Esto comienza una tarde de verano —llueve— y en mis adentros no tengo la más mínima idea de cómo comenzar este texto.
Doy un sorbo al café caliente que hace las veces de inhibidor y las veces de estimulante; la verdad es que lo siento más como un amuleto, necesito verlo ahí, humeando sobre el escritorio para saber que estoy a punto de escribir algo interesante. Pero nada pasa.
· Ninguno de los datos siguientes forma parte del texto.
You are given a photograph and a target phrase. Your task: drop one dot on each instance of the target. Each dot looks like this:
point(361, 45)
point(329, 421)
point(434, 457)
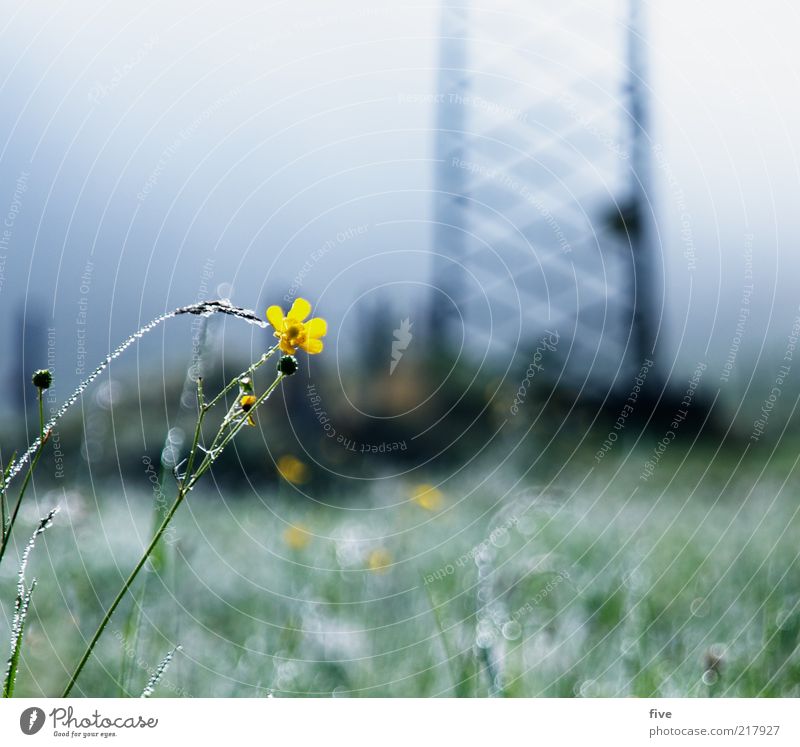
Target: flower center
point(293, 331)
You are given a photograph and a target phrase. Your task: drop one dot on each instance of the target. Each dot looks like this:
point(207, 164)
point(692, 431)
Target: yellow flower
point(428, 497)
point(379, 560)
point(295, 333)
point(297, 537)
point(246, 401)
point(292, 469)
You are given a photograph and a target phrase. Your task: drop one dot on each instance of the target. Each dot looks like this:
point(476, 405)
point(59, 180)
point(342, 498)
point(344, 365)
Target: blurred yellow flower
point(428, 497)
point(297, 537)
point(379, 560)
point(291, 469)
point(293, 332)
point(246, 402)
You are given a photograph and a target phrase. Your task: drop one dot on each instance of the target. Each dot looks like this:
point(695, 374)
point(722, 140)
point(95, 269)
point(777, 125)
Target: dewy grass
point(21, 606)
point(292, 333)
point(159, 673)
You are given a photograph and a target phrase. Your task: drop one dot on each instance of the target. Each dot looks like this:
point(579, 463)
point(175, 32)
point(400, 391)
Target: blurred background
point(553, 242)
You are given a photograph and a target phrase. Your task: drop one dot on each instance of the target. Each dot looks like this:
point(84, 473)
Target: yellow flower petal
point(275, 317)
point(300, 309)
point(312, 346)
point(316, 327)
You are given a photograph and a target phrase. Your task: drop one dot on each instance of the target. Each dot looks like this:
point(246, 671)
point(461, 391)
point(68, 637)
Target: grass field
point(595, 584)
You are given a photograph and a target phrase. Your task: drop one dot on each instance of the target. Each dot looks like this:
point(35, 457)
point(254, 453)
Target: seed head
point(287, 365)
point(42, 379)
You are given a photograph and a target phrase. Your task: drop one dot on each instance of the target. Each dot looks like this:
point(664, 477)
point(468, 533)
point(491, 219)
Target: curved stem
point(123, 591)
point(42, 441)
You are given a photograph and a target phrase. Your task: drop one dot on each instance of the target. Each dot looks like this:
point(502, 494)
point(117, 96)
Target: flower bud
point(42, 379)
point(287, 365)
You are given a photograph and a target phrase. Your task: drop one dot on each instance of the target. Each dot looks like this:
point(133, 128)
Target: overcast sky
point(152, 153)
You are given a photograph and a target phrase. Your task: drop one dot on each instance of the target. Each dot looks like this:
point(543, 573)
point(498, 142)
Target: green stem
point(123, 591)
point(28, 475)
point(186, 484)
point(249, 372)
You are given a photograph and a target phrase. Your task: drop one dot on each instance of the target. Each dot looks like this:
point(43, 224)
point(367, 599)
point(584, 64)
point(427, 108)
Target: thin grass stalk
point(21, 608)
point(204, 308)
point(42, 441)
point(152, 683)
point(186, 483)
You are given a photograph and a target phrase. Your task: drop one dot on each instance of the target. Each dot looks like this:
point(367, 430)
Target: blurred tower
point(542, 205)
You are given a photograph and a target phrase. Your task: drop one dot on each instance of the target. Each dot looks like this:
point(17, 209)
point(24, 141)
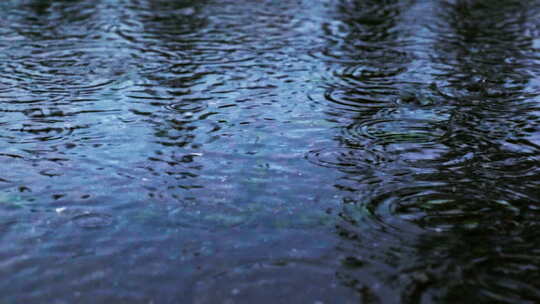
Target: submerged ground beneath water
point(257, 151)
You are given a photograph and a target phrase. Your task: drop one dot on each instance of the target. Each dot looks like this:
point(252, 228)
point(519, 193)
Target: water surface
point(220, 151)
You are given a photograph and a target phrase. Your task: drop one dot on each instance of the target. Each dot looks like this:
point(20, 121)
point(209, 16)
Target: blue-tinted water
point(258, 151)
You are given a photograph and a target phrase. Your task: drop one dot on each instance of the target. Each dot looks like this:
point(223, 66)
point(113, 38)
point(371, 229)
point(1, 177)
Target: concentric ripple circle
point(391, 131)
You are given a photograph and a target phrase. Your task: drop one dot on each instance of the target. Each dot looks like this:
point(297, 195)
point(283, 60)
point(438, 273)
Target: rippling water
point(220, 151)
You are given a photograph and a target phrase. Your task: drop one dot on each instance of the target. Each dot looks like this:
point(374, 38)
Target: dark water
point(258, 151)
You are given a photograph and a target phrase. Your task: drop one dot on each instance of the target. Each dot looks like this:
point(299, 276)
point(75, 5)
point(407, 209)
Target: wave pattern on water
point(221, 150)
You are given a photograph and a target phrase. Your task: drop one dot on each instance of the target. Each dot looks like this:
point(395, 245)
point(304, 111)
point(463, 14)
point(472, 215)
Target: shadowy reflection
point(167, 100)
point(440, 195)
Echo un vistazo a todos los libros que están a la intemperie, repartidos al azar en el estudio. De pronto se asoma por debajo de la almohada un pequeño libro amarillo con poemas de Picasso. No todo el mundo es afortunado de tenerlo y debería estar en algún lugar especial, pero se encuentra ahí, en medio de todo este desorden mental y físico que es sólo la antesala de mi creatividad en huelga.
El café no deja de humear, será porque esa es su verdadera función, soltar ese vaporcito que calienta la mirada… Pero regresemos al libro amarillo con poemas de Picasso. Lo rescato de la cama y lo tomo para hojearlo, me doy cuenta que está todo en blanco. Alguien se ha robado las palabras y no he sido yo.
Sobre la almohada hay unas huellas de grillo, estoy seguro que el ladrón no anda muy lejos, se le escuchaba anoche cerca de la ventana. Debió ser él, estoy seguro. A alguien hay que echarle la culpa, ¿no es cierto?.
Yo sigo intentando escribir algo… Ahora la hoja está en blanco pero conforme bebo el café todo comienza a ponerse negro.